After that, looking at the gray London sky through my tears, it felt as if something had been amputated. Back at home, raging grief gave way to more numbness. When friends spoke to me in shocked, sympathetic tones about my loss, I knew of course what they meant, and yet the word also felt deadly accurate. Other women had won—victorious in their gamble with nature, with procreation, with genetics. I had not. I—who had always been so efficient, so high-achieving, so successful—had lost. Grief, I discovered, feels not so very different from defeat.
And yet, bizarrely, on the surface everything was almost back to the way it had been before. Before the brief, civilized liaison with my opposite number in the Geneva office, an affair played out in hotel rooms and bland, efficient restaurants; before the mornings of vomiting and the—initially awful—realization that we might not have been quite as careful as I’d thought. Before the difficult phone calls and emails and the polite hints from him about decisions and arrangements and unfortunate timing, and finally the slow dawning of a different feeling, a feeling that the timing might be right after all, that even if the affair was not going to lead to a long-term relationship it had given me, unmarried at thirty-four, an opportunity. I had more than enough income for two, and the financial PR firm I worked for prided itself on the generosity of its maternity benefits.
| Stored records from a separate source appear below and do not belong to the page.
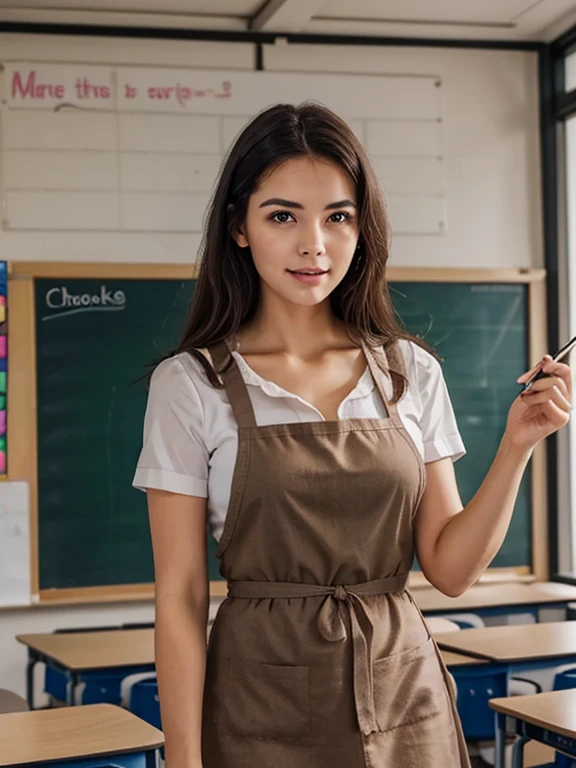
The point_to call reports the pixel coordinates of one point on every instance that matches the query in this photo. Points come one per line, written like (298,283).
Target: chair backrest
(11,702)
(476,686)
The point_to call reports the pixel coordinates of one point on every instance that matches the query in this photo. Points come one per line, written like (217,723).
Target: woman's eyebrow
(291,204)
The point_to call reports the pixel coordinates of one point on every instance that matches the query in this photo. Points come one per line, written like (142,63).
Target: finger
(549,394)
(561,370)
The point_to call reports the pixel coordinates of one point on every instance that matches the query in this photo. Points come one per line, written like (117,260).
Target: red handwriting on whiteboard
(183,93)
(33,89)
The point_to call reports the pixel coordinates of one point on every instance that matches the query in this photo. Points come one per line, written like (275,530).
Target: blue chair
(125,761)
(144,702)
(476,686)
(563,680)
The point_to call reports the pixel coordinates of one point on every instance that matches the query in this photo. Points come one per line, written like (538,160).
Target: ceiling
(533,20)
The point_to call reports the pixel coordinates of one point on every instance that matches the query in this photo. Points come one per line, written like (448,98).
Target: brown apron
(319,657)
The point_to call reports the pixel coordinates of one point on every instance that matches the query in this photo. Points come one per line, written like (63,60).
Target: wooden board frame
(22,406)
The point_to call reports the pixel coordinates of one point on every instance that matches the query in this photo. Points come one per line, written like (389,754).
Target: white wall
(492,181)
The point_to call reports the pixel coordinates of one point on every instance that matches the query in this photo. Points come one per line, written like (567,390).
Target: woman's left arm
(455,544)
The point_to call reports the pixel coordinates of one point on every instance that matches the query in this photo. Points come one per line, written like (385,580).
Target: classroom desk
(452,659)
(497,599)
(74,653)
(549,718)
(65,733)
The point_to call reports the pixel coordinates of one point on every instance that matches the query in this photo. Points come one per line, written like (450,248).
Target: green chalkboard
(93,339)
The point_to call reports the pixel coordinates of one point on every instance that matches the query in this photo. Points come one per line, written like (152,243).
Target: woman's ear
(236,231)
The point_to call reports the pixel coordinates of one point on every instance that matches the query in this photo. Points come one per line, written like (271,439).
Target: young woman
(317,439)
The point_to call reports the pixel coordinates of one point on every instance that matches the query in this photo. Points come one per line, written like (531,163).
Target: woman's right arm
(178,528)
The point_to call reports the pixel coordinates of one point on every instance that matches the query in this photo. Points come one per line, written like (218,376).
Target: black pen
(562,352)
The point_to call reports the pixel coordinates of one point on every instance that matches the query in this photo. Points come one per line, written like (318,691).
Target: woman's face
(302,229)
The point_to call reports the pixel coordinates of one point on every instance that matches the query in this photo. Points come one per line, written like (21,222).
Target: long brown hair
(228,286)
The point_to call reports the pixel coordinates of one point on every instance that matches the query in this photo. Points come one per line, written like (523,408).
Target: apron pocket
(266,701)
(409,687)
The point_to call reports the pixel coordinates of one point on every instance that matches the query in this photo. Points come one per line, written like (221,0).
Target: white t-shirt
(191,436)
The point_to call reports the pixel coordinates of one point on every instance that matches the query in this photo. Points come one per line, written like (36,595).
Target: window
(570,134)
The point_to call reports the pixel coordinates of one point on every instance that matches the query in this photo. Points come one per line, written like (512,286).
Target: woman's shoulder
(417,358)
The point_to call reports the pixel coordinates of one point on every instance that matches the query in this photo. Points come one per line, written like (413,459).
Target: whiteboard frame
(22,404)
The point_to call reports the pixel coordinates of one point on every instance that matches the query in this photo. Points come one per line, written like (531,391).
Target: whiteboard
(138,149)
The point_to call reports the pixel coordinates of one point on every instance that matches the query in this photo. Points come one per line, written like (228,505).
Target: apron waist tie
(333,628)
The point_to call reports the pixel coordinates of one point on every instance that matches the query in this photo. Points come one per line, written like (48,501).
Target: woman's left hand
(544,408)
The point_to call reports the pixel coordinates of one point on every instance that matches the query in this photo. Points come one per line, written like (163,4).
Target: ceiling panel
(485,12)
(181,7)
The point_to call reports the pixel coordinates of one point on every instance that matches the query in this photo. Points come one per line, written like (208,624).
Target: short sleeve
(440,435)
(174,456)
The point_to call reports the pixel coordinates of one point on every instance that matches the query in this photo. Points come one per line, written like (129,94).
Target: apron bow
(332,626)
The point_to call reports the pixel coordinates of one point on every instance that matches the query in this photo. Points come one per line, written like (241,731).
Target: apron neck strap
(235,386)
(380,361)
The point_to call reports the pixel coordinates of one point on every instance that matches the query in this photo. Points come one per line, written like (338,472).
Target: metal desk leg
(72,680)
(33,659)
(518,753)
(500,744)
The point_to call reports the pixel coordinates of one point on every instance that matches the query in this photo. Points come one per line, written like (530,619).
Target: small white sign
(14,543)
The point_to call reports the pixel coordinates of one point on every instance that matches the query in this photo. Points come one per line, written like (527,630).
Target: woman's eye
(282,217)
(339,217)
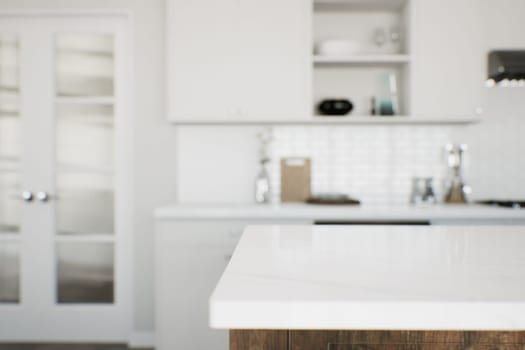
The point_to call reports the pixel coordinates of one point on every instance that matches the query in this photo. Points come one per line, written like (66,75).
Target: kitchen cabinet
(238,60)
(190,257)
(65,209)
(448,60)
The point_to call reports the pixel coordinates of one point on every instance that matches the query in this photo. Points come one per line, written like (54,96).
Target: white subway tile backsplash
(371,163)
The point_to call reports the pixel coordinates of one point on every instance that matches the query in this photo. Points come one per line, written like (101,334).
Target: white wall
(155,141)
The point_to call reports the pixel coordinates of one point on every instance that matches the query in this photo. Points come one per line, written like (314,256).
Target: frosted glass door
(10,204)
(85,168)
(64,210)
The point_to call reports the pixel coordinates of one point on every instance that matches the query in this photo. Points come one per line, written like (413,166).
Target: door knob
(27,196)
(43,196)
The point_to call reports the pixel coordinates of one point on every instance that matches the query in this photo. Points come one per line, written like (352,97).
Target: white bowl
(336,47)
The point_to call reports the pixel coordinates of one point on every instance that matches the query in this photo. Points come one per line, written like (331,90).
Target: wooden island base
(372,340)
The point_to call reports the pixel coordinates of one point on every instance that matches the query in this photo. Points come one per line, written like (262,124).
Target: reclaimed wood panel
(258,340)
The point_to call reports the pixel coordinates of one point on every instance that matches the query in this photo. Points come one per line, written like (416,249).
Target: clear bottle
(262,185)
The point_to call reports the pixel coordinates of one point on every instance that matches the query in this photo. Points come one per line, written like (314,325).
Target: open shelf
(362,59)
(91,100)
(361,5)
(345,120)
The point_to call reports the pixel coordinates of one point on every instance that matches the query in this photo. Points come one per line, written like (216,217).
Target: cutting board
(295,179)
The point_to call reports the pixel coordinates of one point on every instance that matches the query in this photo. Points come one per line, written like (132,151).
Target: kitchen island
(336,287)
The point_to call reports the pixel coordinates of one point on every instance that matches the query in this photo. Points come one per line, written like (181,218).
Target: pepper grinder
(457,191)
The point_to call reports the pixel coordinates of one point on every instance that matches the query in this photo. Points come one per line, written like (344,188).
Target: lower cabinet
(190,257)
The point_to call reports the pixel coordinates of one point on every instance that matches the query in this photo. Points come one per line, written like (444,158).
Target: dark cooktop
(515,204)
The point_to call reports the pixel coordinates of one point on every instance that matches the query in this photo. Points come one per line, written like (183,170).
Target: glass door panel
(85,272)
(84,65)
(84,209)
(9,135)
(9,272)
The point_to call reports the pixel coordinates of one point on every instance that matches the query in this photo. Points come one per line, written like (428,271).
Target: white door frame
(13,326)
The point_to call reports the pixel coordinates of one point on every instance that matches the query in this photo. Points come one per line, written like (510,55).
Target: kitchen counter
(374,278)
(340,213)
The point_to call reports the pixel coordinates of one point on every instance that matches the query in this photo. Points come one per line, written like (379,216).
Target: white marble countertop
(374,277)
(336,212)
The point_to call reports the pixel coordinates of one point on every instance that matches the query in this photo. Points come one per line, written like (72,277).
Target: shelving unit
(363,59)
(362,75)
(348,120)
(91,100)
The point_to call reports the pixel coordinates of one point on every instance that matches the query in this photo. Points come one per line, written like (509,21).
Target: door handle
(43,196)
(27,196)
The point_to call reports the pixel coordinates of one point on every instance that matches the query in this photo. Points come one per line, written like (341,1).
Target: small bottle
(262,186)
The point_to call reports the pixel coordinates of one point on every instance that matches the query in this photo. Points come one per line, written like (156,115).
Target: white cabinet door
(238,60)
(190,259)
(67,245)
(276,53)
(202,59)
(448,61)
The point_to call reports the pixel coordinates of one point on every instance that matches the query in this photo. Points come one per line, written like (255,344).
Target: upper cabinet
(238,60)
(274,61)
(448,70)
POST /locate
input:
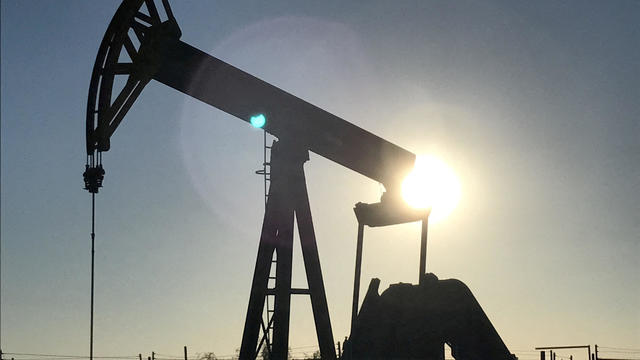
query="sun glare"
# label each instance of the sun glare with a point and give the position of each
(432, 184)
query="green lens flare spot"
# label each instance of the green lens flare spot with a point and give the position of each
(258, 121)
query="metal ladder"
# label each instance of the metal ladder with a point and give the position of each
(270, 296)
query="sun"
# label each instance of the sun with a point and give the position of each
(432, 184)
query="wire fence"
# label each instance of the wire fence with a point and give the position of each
(304, 352)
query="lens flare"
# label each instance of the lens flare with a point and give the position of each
(432, 184)
(258, 121)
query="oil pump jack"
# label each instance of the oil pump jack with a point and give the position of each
(141, 45)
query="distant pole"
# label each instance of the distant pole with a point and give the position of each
(93, 240)
(356, 279)
(423, 248)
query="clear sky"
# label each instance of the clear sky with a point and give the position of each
(533, 104)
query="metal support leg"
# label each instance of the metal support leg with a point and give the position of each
(288, 197)
(356, 278)
(266, 248)
(313, 270)
(423, 249)
(284, 266)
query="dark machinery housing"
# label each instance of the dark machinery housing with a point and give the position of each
(142, 43)
(415, 321)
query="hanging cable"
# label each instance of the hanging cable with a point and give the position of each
(93, 240)
(93, 177)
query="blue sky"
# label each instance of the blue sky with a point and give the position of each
(534, 105)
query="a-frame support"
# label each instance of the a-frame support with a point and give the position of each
(288, 198)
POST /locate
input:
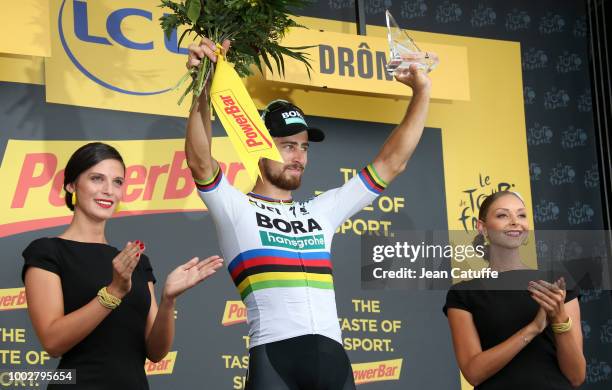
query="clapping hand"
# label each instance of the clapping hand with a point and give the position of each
(123, 266)
(551, 298)
(189, 274)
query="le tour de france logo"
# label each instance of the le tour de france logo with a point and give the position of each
(120, 45)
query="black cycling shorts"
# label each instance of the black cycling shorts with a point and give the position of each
(310, 362)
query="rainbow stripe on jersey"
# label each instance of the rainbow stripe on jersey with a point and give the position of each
(371, 180)
(268, 268)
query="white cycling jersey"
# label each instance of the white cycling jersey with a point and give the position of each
(278, 253)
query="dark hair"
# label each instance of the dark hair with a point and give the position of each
(480, 240)
(84, 158)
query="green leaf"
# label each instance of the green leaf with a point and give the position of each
(193, 10)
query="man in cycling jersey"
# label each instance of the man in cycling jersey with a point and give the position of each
(277, 250)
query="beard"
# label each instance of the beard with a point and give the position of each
(280, 179)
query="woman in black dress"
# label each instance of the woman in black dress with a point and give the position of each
(517, 331)
(92, 304)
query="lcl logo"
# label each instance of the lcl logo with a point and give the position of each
(89, 17)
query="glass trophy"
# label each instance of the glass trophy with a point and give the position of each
(404, 52)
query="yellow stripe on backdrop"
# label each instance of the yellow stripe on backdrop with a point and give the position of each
(113, 55)
(22, 69)
(25, 28)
Not only would I be able to take off almost a whole year to be with the baby, but I was guaranteed flexible working arrangements when I came back.
My employers were just as helpful after I told them about the stillbirth, offering me unlimited sick leave; they’d already arranged maternity cover, after all. I found myself sitting alone in a flat that had been carefully prepared for a child: the Kuster crib, the top-of-the-range Bugaboo, the hand-painted circus frieze around the spare bedroom wall. I spent the first month expressing breast milk that I poured down the sink.
Bureaucracy tried to be kind but, inevitably, wasn’t. I discovered that the law makes no special provision for a stillbirth: A woman in my position is required to go and register the death, and the birth, simultaneously, a legal cruelty that still makes me angry whenever I think about it. There was a funeral—again, a legal requirement, though I would have wanted one anyway. It’s hard to give a eulogy for a life that didn’t happen, but we tried.
Counseling was offered, and accepted, but in my heart I knew it wouldn’t make any difference. There was a mountain of grief to be climbed, and no amount of talk would help me up it. I needed to work. When it became clear I actually couldn’t go back to my old job for another year—you can’t just get rid of someone who’s doing maternity cover, apparently; they have rights just like any other employee—I resigned and started working part-time for a charity that campaigns to improve research about stillbirths. It meant I couldn’t afford to go on living where I was, but I would have moved anyway. I could get rid of the crib and the nursery wallpaper, but it would still always be the home where Isabel isn’t.